Dubliners, the Centenary

I might have been wondering a little what I was going to cook up for day 5 of National Short Story month, but as it turns out, it was handed to me on a plate. Mark O'Connell has written an excellent piece for Slate Magazine on The Dubliners, a hundred years on, as well as Dublin itself, being a writer in Joyce's wake (his Wake?) and other things. Many consider Dubliners as the story collection of story collections, and it would certainly be a good year to read it or reread it. I am hoping to do so myself before the year gets too much older.

Sunday, May 4, 2014

Story for Saturday--Paul D. Brazill

Okay, it's Sunday already, but I just remembered an obvious post to do here, which is about Paul D. Brazill's blog. He's quite the promoter of the grittier side of British fiction, but more importantly for our purposes here, he does a Story for Saturday post every, well, Saturday, featuring his own work.


Brazill's stories tend to be VERY gritty but tempered by a dark sense of humor. They would probably range on the side of too gritty for my tastes normally, so be forewarned, but he is such a good writer that I  muster up my courage and plunge in. There's a morality to the Brazill universe--usually-- even if justice tends to come in a little late and a lot harshly. And I think there's a kind of compassion there for people living on the lower end of the economic order, playing the cards they've been dealt the best they know how. Which is not always to say well.
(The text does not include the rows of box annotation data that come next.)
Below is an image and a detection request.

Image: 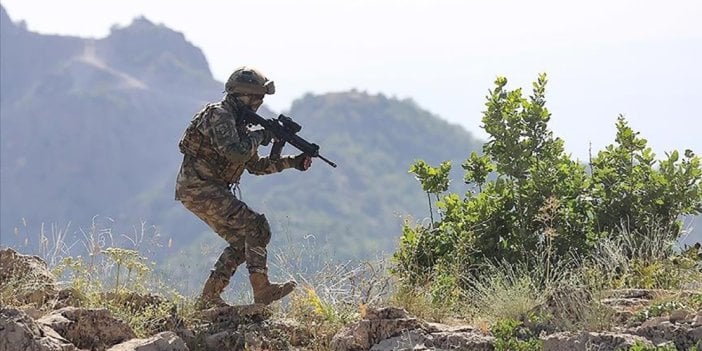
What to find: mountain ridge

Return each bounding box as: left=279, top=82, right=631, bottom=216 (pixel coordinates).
left=0, top=6, right=479, bottom=264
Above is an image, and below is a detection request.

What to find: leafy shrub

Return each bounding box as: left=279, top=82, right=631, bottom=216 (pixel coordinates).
left=490, top=319, right=543, bottom=351
left=394, top=75, right=702, bottom=287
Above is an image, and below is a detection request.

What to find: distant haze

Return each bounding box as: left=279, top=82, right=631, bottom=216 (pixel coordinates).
left=2, top=0, right=702, bottom=160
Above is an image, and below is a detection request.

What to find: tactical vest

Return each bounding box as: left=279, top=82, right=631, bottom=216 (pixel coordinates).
left=178, top=104, right=229, bottom=175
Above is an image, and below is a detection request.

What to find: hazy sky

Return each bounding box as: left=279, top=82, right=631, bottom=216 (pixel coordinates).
left=0, top=0, right=702, bottom=159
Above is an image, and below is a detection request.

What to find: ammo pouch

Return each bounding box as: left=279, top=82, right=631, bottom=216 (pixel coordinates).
left=178, top=105, right=228, bottom=172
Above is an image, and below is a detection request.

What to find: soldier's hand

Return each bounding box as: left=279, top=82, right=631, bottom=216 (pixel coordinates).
left=295, top=154, right=312, bottom=171
left=251, top=129, right=275, bottom=146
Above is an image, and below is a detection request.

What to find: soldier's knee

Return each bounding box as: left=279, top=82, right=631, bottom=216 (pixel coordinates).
left=250, top=214, right=271, bottom=246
Here, forthwith, "Scopey's Choice".

Saturday, May 3, 2014

Sweet With Fall and Fish on Amy Hempel

Sweet With Fall and Fish is another blog that seems to be making the short story commitment this month. The blogger doesn't list his name on the website, or I didn't find it, but if you follow his link to his old website you can identify him. He works at an independent bookstore in Florida and calls himself "a buyer among other things," which in my former life was a role I could have related to. He is going to be posting some of his stories but also recommending short story collections. Today he is writing about Amy Hempel.

Friday, May 2, 2014

Emerging Writers Network on Men Under Water, by Ralph Lombreglia

Probably the main reason I even know of the existence of National Short Story Month is Emerging Writers Network. In recent times, I think the chief factotum over there (and maybe only factotum, period), Dan Wickett, has been a bit busy with other things recently, but I'm pleased to see that he is revving up the website for May. Today he's reviewing an anthology by Ralph Lombreglia and giving you the link to the ebook of the anthology, which is currently on sale. You can find out all about it HERE


And do check in over at Emerging Writers Network throughout the month, as you are likely to find a lot of interesting leads, short storywise.

Thursday, May 1, 2014

Oh well, if you insist--prompts

No, I'm not doing prompts this year, but I can direct you to a month of prompts going on at Nano Fiction. Their site is all about flash fiction, but there's no reason you can't adapt them to your own ends...

You're welcome. Don't mention it.

National Short Story month, 2014

Well, May has rolled around again. A couple of years ago, I did a month of writing prompts here during this time for the one or two people who either knew I was doing this or randomly happened upon it. Last year there were a couple of big life events going on in May, so I didn't even attempt it. This year, I'm feeling more ambitious about a writing project I just started on than I am about blog prompts, but I think it might be kind of cool to be thinking about stories and story links all month, and I'll include you in the journey too if you want to check in here.


Let's start with a list of great story collections that I just found at Publisher's Weekly, assembled by the short story writer Carolyn Cooke. It's kind of a classic list, not that it means I've read many of them. The name and title that were new to me was Love is Power, or Something Like That, by A. Igoni Barrett.


I can see right now that I am setting myself up for a fall. I'm supposed to be reading The Way We Live Now by Anthony Trollope. I'm enjoying it, but it is not by any stretch (or shrinkage) of the imagination a short story.